← Back to all posts

How to Deploy Qwen3.5-4B with vLLM

Younes El Hjouji

Detailed Deployment Instructions

1. Environment Setup

# Create a working directory (choose your preferred location)

# Create virtual environment with Python 3.12
python3.12 -m venv venv

# Activate virtual environment
source venv/bin/activate

# Verify Python version (should be 3.12.x)
python --version

# Upgrade pip
pip install --upgrade pip

# Install vLLM nightly (REQUIRED — Qwen3.5 is not yet in stable vLLM)
# Option A: Using pip with nightly index
pip install --pre 'vllm>0.16.0' --extra-index-url https://wheels.vllm.ai/nightly

# Option B: If option A installs stable instead of nightly, force it:
# pip install vllm --extra-index-url https://wheels.vllm.ai/nightly

# Install video support
pip install 'vllm[video]'

2. Launch Deployment

# Make sure you're in your working directory and activate virtual environment
source venv/bin/activate

# Launch vLLM serve
vllm serve Qwen/Qwen3.5-4B \
  --dtype bfloat16 \
  --max-model-len 32768 \
  --max-num-batched-tokens 32768 \
  --gpu-memory-utilization 0.90 \
  --reasoning-parser qwen3 \
  --default-chat-template-kwargs '{"enable_thinking": false}' \
  --port 8000

Note: First model download takes ~3-5 minutes. First inference request triggers CUDA graph compilation which may take several minutes. Subsequent requests are fast.

3. Verification

3.1. Check server is running:

curl http://localhost:8000/v1/models

3.2. Test text inference:

curl http://localhost:8000/v1/completions \
  -H "Content-Type: application/json" \
  -d '{
    "model": "Qwen/Qwen3.5-4B",
    "prompt": "Hello, how are you?",
    "max_tokens": 50
  }'

3.3. Test video inference:

VIDEO_BASE64=$(base64 -w 0 /path/to/your/video.mp4)

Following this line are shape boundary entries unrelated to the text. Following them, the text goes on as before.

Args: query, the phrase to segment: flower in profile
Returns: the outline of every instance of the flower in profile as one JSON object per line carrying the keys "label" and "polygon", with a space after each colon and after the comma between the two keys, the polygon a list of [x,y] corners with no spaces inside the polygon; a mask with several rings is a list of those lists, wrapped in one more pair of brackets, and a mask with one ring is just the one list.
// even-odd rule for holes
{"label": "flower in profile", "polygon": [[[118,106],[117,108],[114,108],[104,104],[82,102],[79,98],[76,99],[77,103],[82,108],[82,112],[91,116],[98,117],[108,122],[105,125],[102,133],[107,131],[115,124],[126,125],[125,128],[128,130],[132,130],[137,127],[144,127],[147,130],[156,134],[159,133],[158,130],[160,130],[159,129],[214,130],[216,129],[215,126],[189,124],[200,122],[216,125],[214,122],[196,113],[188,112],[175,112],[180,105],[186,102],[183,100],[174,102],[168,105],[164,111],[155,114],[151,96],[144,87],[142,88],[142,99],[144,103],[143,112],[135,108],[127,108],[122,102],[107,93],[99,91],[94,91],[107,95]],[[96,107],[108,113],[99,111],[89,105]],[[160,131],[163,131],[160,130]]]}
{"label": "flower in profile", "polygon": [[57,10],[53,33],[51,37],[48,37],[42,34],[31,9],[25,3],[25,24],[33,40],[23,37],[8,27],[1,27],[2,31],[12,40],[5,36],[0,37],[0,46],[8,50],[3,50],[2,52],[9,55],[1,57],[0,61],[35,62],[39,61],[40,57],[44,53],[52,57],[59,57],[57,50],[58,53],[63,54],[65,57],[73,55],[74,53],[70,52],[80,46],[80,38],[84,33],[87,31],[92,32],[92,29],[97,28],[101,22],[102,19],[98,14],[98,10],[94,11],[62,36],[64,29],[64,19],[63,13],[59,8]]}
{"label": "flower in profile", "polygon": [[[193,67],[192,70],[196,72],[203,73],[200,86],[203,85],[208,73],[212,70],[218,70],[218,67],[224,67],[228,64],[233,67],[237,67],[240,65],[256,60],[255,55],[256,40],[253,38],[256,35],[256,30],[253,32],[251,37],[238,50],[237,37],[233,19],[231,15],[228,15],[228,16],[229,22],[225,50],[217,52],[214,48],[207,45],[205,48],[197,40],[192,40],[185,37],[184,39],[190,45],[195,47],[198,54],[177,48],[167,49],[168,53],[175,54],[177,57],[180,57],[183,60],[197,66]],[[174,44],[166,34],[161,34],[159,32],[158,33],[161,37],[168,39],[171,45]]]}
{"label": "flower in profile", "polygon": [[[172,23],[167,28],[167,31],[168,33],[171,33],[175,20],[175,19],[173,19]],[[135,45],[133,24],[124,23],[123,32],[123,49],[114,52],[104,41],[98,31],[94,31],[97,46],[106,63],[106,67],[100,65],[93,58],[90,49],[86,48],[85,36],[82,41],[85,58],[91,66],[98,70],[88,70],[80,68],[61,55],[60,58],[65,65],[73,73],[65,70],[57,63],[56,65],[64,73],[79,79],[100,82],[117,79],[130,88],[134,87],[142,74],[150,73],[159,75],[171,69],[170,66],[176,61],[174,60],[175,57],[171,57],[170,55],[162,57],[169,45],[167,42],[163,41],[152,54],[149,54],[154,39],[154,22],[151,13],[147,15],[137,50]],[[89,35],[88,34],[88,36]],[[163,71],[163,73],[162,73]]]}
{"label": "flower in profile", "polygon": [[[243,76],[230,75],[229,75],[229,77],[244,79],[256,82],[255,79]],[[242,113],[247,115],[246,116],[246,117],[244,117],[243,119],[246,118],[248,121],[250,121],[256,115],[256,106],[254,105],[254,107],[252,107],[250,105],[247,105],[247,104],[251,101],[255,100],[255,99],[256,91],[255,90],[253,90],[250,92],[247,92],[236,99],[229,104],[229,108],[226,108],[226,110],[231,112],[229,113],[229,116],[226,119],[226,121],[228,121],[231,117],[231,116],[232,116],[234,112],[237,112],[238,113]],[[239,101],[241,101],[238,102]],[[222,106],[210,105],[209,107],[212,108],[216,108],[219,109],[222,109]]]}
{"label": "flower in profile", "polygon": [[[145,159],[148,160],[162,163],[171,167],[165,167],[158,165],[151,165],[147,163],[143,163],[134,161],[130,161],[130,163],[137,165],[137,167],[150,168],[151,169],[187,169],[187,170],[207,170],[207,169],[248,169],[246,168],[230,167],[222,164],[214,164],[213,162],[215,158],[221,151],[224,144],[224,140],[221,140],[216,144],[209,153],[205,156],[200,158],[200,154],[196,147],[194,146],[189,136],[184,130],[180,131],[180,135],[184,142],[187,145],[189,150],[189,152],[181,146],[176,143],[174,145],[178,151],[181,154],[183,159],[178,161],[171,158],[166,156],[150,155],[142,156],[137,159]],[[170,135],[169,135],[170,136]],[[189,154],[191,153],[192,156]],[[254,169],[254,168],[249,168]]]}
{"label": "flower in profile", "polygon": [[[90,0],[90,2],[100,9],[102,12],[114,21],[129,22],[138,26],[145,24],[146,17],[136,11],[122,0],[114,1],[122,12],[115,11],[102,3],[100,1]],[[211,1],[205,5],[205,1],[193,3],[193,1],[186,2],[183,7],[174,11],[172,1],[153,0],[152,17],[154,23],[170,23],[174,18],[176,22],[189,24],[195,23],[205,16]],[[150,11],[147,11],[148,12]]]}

time curl http://localhost:8000/v1/chat/completions \
  -H "Content-Type: application/json" \
  -d "{
    \"model\": \"Qwen/Qwen3.5-4B\",
    \"messages\": [{
      \"role\": \"user\",
      \"content\": [
        {
          \"type\": \"video_url\",
          \"video_url\": {
            \"url\": \"data:video/mp4;base64,\$VIDEO_BASE64\"
          }
        },
        {
          \"type\": \"text\",
          \"text\": \"Describe the user actions in this video in a sequential list.\"
        }
      ]
    }],
    \"max_tokens\": 1024
  }"

3.4. Test with thinking enabled (per-request):

curl http://localhost:8000/v1/chat/completions \
  -H "Content-Type: application/json" \
  -d '{
    "model": "Qwen/Qwen3.5-4B",
    "messages": [{"role": "user", "content": "What is 27 * 13?"}],
    "max_tokens": 512,
    "chat_template_kwargs": {"enable_thinking": true}
  }'

Verified Results:

  • Text inference: Working. Response instant (warm).
  • Video inference: Working. video.mp4 (6s clip) processed in ~4.6s.
  • Video output correctly identified man in red shirt on soccer field, yelling, clapping hands, gesturing — sequential actions accurately described.
  • Thinking disabled by default, can be toggled per-request.

4. Troubleshooting

Issue 1: First request takes several minutes

  • Solution: This is expected. CUDA graph compilation happens on the first request. Subsequent requests are fast.

Issue 2: Requires vLLM nightly

  • Solution: Qwen3.5 architecture (qwen3_5) is only supported in vLLM nightly builds. Install from https://wheels.vllm.ai/nightly. Note that pip install vllm may install stable 0.16.0 which does NOT include Qwen3.5 support — use --pre 'vllm>0.16.0' to force nightly.

Issue 3: Transformers KeyError: 'qwen3_5'

  • Solution: vLLM nightly bundles a compatible transformers version. If you see this error, ensure you're using the vLLM nightly venv, not a system Python.

5. Notes

  • This is one of the smaller dense models in the Qwen3.5 family — all 4.66B parameters are active per token.
  • GPU memory for weights (~9.3GB) is low; the vast majority of the 90% GPU allocation goes to KV cache for the 32K context.
  • On smaller GPUs (16-24GB), reduce --max-model-len to 8192-16384 and --gpu-memory-utilization accordingly.
  • The model uses a novel hybrid attention mechanism (Gated DeltaNet + Gated Attention) with a 3:1 linear-to-full attention ratio, providing efficient inference on long contexts.
  • Vision encoder is slightly smaller than the 9B/27B variants (24 layers, hidden 1024 vs 27 layers, hidden 1152).
  • Chunked prefill is automatically enabled with max_num_batched_tokens=32768.